The combination of lenvatinib (Lenvima) and pembrolizumab showed more favorable results in the first-line setting. Could you speak to this a bit?
We implemented the EPOC 1706 trial to further examine why immune checkpoint inhibitors have not worked as we expected [in the first-line setting]. We know angiogenesis inhibitors are used in the second-line setting. Previously, ramucirumab was combined with FOLFOX as a first-line [regimen], which turned out to be an active trial.
This was a relatively small, phase 2 study. Lenvatinib, an angiogenesis TKI, was combined with pembrolizumab. [This trial was] without selection, which means that treatment was not based on MSI or PD-L1 expression. Importantly, results showed that when given as a frontline treatment, the response rate was around 70%, which is way better than any others we have seen in the first-line [setting]. Data from the 2020 ASCO Virtual Scientific Program showed that the median PFS for this study was about 7 months and the median OS had not yet been reached. With this combination, we may be able to solve the problem we have been having in terms of frontline treatment. It’s important to remember that this is only a single-arm, phase 2 trial, but the results are very encouraging.

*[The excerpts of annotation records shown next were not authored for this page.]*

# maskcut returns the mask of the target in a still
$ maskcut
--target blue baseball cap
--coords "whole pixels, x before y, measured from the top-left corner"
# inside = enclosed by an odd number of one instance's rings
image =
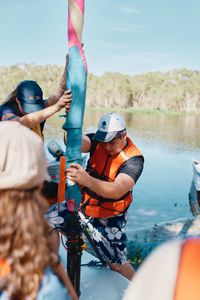
[[[17,86],[17,99],[25,113],[39,111],[44,108],[43,92],[34,80],[21,81]]]

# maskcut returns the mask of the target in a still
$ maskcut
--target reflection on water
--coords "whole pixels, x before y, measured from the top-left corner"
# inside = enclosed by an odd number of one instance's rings
[[[104,112],[86,111],[84,132],[95,131]],[[145,168],[134,188],[128,232],[191,215],[188,192],[191,159],[200,159],[200,118],[122,113],[130,137],[145,157]],[[48,120],[46,138],[62,139],[63,119]]]

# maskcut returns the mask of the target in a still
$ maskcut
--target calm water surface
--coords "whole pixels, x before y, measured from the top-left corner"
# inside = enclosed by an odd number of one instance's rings
[[[94,132],[102,114],[87,110],[84,132]],[[145,157],[129,209],[129,234],[135,228],[191,216],[188,192],[191,159],[200,159],[199,116],[122,114],[129,136]],[[63,139],[63,121],[56,116],[47,122],[46,139]]]

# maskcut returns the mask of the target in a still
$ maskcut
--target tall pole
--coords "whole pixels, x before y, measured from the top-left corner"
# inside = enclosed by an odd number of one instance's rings
[[[63,129],[67,132],[67,168],[72,162],[82,163],[82,126],[87,82],[87,63],[82,47],[84,4],[85,0],[68,0],[69,61],[66,88],[72,91],[72,103],[70,112],[63,125]],[[81,202],[81,192],[76,183],[67,182],[66,199],[69,214],[65,226],[68,247],[67,270],[77,294],[80,295],[82,239],[78,220],[78,208]]]

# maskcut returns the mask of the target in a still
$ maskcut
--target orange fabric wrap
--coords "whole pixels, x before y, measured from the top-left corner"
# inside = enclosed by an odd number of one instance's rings
[[[200,299],[200,239],[184,242],[179,261],[173,300]]]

What key challenge would you like to see addressed with future research efforts?
Treating patients with gastric cancer can be very challenging. Nutrition is based on the stomach. As such, when patients have a disease on their stomach, it’s very difficult. Oftentimes, when patients have more advanced disease, they are already malnourished. This is a major challenge, compared with other diseases. We have a lot of hope, but we need to figure out how we can improve first-line treatment beyond 5-FU and platinum-based combinations.